2. Klimaatneutraal Inkopen

Klimaatneutraal betekent dat een proces niet bijdraagt aan klimaatverandering. Hiermee bedoelen we: geen uitstoot van CO2 en andere broeikasgassen11 . Van alle broeikasgassen die de mens uitstoot, is CO2 het belangrijkst: ruim de helft van de klimaatverandering wordt veroorzaakt door CO212 .

Als we Klimaatneutraal Inkopen binnen de provincie betekent dit dat we met onze opdrachten inzetten op het verminderen van de uitstoot van CO2 (CO2-reductie), stikstof en overige broeikasgassen. Met stikstof bedoelen we: stikstofoxiden (NOx) en ammoniak (NH3). Deze vormen van stikstof hebben namelijk een negatieve impact op mens en milieu.

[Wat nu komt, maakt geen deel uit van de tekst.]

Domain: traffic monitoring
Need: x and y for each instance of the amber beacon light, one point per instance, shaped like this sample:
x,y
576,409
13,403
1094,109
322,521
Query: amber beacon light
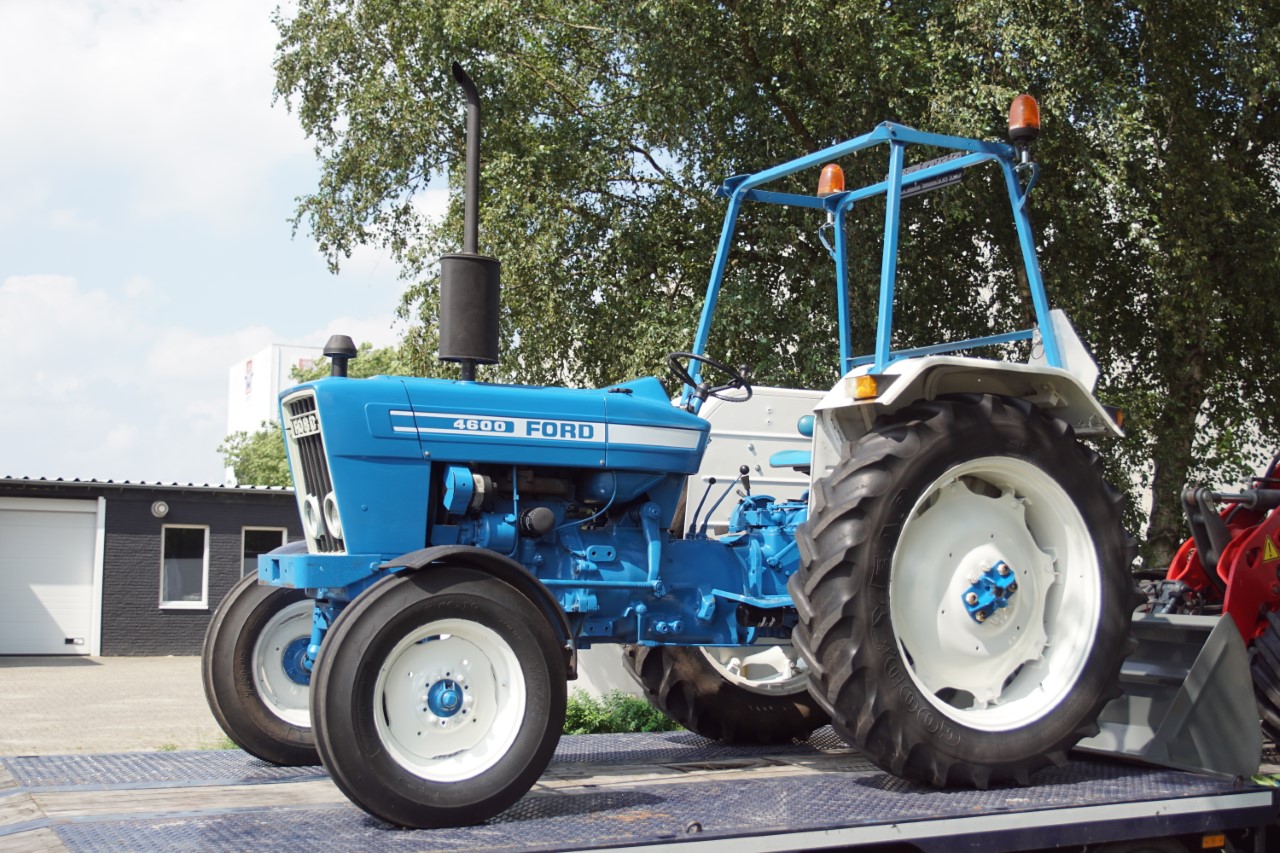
x,y
1023,121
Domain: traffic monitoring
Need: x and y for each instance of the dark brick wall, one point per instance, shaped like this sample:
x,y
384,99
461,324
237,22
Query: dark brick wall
x,y
133,623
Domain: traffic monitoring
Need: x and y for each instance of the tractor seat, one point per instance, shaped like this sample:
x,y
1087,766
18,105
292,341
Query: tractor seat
x,y
794,459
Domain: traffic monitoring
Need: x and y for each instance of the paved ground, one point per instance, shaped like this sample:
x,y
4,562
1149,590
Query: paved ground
x,y
71,705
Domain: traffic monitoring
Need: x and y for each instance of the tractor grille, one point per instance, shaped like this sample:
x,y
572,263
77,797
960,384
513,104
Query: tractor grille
x,y
311,478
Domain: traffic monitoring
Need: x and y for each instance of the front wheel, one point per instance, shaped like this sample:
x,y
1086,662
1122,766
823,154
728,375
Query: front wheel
x,y
964,592
252,671
438,698
749,694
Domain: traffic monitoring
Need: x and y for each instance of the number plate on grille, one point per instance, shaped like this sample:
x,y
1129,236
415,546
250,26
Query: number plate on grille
x,y
305,424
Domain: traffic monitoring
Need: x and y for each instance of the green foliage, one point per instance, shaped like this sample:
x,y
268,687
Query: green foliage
x,y
616,714
256,459
608,121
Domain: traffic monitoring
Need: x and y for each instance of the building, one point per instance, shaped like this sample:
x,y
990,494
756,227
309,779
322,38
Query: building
x,y
255,383
101,568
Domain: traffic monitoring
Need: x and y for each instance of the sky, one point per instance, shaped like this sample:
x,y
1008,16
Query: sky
x,y
146,188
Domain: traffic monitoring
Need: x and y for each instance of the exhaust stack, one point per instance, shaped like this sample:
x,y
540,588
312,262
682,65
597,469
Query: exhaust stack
x,y
469,281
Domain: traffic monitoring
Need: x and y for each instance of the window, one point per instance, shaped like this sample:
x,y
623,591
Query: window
x,y
260,541
184,566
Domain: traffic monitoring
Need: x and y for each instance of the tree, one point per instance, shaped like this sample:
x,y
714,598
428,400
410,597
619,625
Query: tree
x,y
608,121
256,459
259,459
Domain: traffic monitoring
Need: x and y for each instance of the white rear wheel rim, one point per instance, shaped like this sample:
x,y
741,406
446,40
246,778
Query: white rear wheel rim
x,y
1023,661
470,730
282,696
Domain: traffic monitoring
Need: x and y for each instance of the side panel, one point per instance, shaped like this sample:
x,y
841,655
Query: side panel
x,y
749,434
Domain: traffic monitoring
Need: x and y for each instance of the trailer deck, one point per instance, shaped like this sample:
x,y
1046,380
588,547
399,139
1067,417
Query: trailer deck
x,y
676,790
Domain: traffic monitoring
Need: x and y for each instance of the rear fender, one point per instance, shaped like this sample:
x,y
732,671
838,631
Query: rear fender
x,y
841,418
503,569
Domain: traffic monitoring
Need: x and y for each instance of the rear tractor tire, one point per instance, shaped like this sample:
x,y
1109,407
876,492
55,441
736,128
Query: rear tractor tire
x,y
964,592
438,698
750,694
256,687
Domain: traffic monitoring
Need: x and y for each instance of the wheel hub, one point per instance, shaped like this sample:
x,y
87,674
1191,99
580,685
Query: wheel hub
x,y
444,697
990,592
293,660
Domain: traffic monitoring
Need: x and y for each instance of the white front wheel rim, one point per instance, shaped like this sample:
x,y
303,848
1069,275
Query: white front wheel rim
x,y
1016,666
282,694
449,699
769,669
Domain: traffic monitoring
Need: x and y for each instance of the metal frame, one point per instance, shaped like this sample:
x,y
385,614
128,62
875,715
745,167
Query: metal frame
x,y
741,188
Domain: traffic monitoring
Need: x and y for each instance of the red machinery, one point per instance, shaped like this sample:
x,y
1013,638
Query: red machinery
x,y
1232,566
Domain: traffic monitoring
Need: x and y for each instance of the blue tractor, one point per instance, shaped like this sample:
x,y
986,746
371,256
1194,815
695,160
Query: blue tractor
x,y
951,592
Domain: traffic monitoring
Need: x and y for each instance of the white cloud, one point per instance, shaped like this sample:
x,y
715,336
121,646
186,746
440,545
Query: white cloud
x,y
94,389
172,97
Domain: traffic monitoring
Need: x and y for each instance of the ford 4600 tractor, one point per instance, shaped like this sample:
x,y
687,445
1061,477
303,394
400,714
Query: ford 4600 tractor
x,y
951,592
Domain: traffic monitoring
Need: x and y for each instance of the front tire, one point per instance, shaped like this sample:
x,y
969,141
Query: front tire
x,y
252,671
964,593
438,698
752,694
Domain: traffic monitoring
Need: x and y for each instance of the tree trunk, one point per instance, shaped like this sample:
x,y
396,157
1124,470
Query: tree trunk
x,y
1173,441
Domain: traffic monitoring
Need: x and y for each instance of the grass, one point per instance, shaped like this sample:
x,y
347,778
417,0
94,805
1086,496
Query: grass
x,y
615,714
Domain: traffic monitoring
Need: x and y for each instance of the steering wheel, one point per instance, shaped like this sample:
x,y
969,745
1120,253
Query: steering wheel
x,y
737,382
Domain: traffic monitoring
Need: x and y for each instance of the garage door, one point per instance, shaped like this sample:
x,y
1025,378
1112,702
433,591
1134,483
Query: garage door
x,y
46,575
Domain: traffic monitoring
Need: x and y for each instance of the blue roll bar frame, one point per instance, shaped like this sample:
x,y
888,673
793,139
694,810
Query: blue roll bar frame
x,y
741,188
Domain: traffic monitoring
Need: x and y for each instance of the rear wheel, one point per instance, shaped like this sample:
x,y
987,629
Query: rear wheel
x,y
439,698
754,694
964,592
252,671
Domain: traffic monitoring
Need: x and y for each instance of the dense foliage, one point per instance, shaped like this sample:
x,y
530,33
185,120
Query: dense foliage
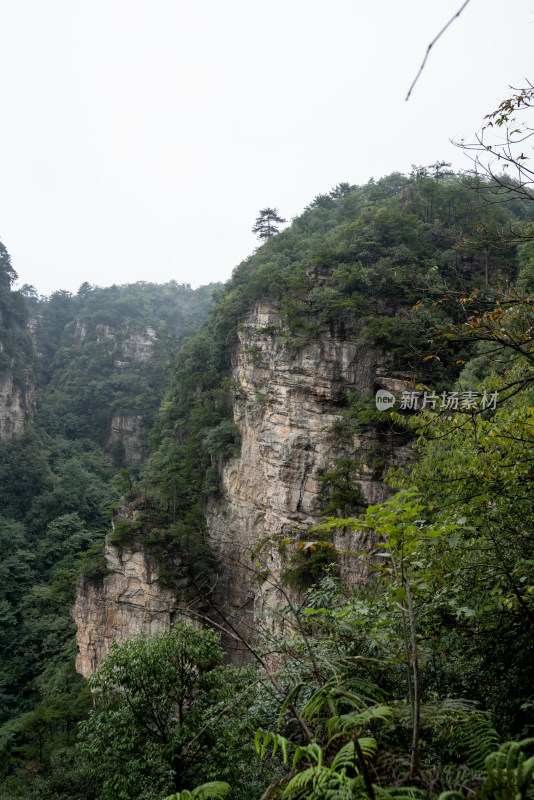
x,y
404,687
88,363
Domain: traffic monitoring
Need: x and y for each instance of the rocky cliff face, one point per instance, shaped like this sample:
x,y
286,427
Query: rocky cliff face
x,y
126,601
287,402
15,406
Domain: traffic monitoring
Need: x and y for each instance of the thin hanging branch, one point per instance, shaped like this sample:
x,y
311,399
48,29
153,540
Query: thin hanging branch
x,y
431,45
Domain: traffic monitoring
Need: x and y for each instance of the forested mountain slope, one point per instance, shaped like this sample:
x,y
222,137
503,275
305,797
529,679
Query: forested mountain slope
x,y
279,385
82,377
393,638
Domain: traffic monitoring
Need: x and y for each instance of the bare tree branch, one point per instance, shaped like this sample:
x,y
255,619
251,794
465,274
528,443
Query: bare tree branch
x,y
431,45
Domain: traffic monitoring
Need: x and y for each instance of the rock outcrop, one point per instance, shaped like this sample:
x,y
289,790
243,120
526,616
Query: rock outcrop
x,y
15,406
126,601
287,402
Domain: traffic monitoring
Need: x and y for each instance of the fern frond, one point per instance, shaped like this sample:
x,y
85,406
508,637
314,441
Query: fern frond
x,y
277,742
290,697
400,793
510,774
214,790
348,722
311,752
477,739
344,758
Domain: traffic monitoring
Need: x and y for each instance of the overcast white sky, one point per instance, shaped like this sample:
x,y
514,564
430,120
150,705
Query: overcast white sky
x,y
140,138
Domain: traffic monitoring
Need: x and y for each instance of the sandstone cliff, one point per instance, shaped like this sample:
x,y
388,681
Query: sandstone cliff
x,y
287,401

Waarom Klimaatneutraal Inkopen?

Het klimaat verandert door de uitstoot van broeikasgassen. Dit zien we terug in langere perioden van droogte en hitte, extreme neerslag en extreme stormen. Ook stijgt de zeespiegel en zijn de seizoenen verstoord (zachte winters en hete zomers). Dit heeft een directe invloed op de leefomgeving.

Om de uitstoot van broeikasgassen terug te dringen, heeft Nederland doelstellingen geformuleerd naar aanleiding van het Klimaatakkoord van Parijs. Deze zijn vastgelegd in de Klimaatwet. De Nederlandse overheid heeft de ambitie om in 2050 de CO2-uitstoot met 95% te hebben gereduceerd t.o.v. 1990, met als tussendoel 49% in 2030. De provincie heeft deze ambitie verder vorm gegeven in haar Actieprogramma Klimaat. Ons streven is om in 2030 een klimaat neutrale provinciale organisatie te hebben. Daarnaast streven wij naar energieneutraliteit in onze infrastructuur en bedrijfsvoering om eveneens bij te dragen aan de CO2 doelstelling. Dit houdt in dat we geen CO₂ uitstoten. Een aantal doelstellingen zullen wij al voor 2030 bereiken, te weten: in 2028 is onze huisvesting gasloos en wekken we de verbruikte energie zelf op. Daarnaast is ons wagenpark emissieloos in 2027.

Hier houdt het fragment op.